Migrating to the latest generation compute may or may not be a quick change, and often requires testing and script updates. The performance improvements and cost savings resulting from the improved architecture usually justify the effort.
If you set up cloud cost alerting, you may not want to get an alert on every instance of outdated compute, but we recommend keeping an eye on the ratio and noting anytime it goes above 10% for a given account, as this is likely a valuable opportunity to upgrade.
Storage & Snapshot Requirements
Next, take a look at your storage and snapshot requirements. These are common areas where businesses overspend in the cloud. The typical storage costs we see are around 25% of the total cost.
However, it’s common for teams to set up lifecycles for storage and databases improperly. It may feel like the “safe” choice to just hang onto everything forever, but storage costs can really add up over time.
When engineering a new component, it’s a good idea to define what the actual storage requirements are, rather than guessing or erring on the cautious side (which can, in fact, rack up major charges).
For architecture that has already been built, monitoring storage costs can help flag when spend ratios get too high (as we mentioned, a good rule of thumb is that storage should be 25% or less of the total bill). If it gets higher than that, find out what you really need to be storing.

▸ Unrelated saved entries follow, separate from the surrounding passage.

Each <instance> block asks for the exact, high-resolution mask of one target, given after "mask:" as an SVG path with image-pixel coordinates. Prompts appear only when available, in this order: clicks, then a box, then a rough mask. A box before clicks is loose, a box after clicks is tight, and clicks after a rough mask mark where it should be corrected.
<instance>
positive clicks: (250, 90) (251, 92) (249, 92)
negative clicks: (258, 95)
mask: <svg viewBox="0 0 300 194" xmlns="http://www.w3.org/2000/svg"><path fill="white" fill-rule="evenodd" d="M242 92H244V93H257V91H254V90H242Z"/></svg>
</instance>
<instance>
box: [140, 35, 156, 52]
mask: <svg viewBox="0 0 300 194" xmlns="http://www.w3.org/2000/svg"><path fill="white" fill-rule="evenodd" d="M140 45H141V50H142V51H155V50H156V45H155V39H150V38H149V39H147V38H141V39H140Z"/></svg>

Snapshotting is a similar issue to storage in that it may seem like no big deal when it is set up, but costs can quickly spiral out of control. This is another area, like outdated compute, that can also become a problem over time if teams do not upgrade infrastructure.
Before AWS had fully featured backup capabilities, engineers would often use snapshots for the same purpose. For this reason, legacy architectures may spend 15 or even 20% of their resources on snapshots.

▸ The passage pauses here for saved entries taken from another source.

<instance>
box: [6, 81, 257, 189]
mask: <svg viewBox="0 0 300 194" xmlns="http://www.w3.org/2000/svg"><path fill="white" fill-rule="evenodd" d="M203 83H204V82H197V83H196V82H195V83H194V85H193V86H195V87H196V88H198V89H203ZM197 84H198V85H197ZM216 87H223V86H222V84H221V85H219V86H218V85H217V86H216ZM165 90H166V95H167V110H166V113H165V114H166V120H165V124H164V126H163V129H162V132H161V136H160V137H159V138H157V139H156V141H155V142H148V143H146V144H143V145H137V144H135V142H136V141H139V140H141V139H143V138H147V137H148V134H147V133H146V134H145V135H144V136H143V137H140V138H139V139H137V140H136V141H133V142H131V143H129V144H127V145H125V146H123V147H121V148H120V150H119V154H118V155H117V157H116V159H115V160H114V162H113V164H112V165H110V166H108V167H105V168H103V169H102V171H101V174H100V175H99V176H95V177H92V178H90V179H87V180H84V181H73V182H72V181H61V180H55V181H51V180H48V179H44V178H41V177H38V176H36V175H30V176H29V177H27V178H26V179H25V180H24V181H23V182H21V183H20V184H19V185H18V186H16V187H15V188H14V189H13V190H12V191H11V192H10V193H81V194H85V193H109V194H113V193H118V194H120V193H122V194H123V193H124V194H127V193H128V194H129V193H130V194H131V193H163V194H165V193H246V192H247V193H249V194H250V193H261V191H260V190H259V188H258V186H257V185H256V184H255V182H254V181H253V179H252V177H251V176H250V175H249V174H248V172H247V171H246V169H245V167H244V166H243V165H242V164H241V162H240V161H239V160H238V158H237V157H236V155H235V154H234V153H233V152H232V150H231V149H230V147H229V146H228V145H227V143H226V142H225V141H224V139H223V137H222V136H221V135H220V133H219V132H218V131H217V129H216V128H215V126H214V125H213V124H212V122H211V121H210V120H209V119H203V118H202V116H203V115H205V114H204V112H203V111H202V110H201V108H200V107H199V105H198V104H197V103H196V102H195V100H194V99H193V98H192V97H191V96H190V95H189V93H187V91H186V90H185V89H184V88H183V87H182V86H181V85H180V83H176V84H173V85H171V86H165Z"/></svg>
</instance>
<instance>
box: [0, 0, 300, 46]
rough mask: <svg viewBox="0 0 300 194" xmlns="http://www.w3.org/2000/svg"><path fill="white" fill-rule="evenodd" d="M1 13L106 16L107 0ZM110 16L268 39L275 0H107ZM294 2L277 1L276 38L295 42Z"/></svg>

In general, we recommend setting a threshold of 10%. If you are spending more than that on snapshots, examine whether this is necessary and look for opportunities to optimize cloud costs by reducing snapshotting.
Some useful questions to ask include:
- Do we need to use snapshots in this way?

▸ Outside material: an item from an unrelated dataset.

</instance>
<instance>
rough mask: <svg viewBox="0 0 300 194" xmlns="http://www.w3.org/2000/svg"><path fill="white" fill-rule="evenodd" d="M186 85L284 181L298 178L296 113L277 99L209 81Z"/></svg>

- Should we keep these snapshots for a limited amount of time?
- Is there a better backup system we could use?
We have heard of businesses spending hundreds of thousands of dollars per year on snapshots, and there is rarely a case where the value of those snapshots is justified by the cost they incur.
Almost always, there is a way to better architect the system so that backups are conducted and stored efficiently and cloud costs can be optimized.
Data Transfer
Finally, as you likely know, AWS’ data transfer systems can be confusing to understand. As a result, it’s not uncommon for engineers to build architectures that unintentionally have very high data transfer costs.
If you have an account with high data transfer costs (i.e. more than 25% of the cloud bill), it’s worth at least asking whether this is reasonable. In the case of a video streaming application, this number may make perfect sense.
However, for a more typical application, anything higher than 25% is an opportunity to rethink how data transfer is structured and look for opportunities to optimize cloud costs.
Proactive Cloud Cost Optimization: The Way Forward
Any time an engineering team can architect a product or service from the get-go with cost in mind, there are massive cost savings to be realized.
Similarly, gaining full visibility into live cloud costs and setting alerts when thresholds get out of whack, as described above, can help engineers make proactive changes to AWS cloud architectures that are already in place.
In both instances, teams can save significant cloud costs, while often increasing efficiency and performance at the same time. The more proactive you can be, the less surprising that AWS bill will be at the end of the month, and the less friction there will be between engineering and business priorities.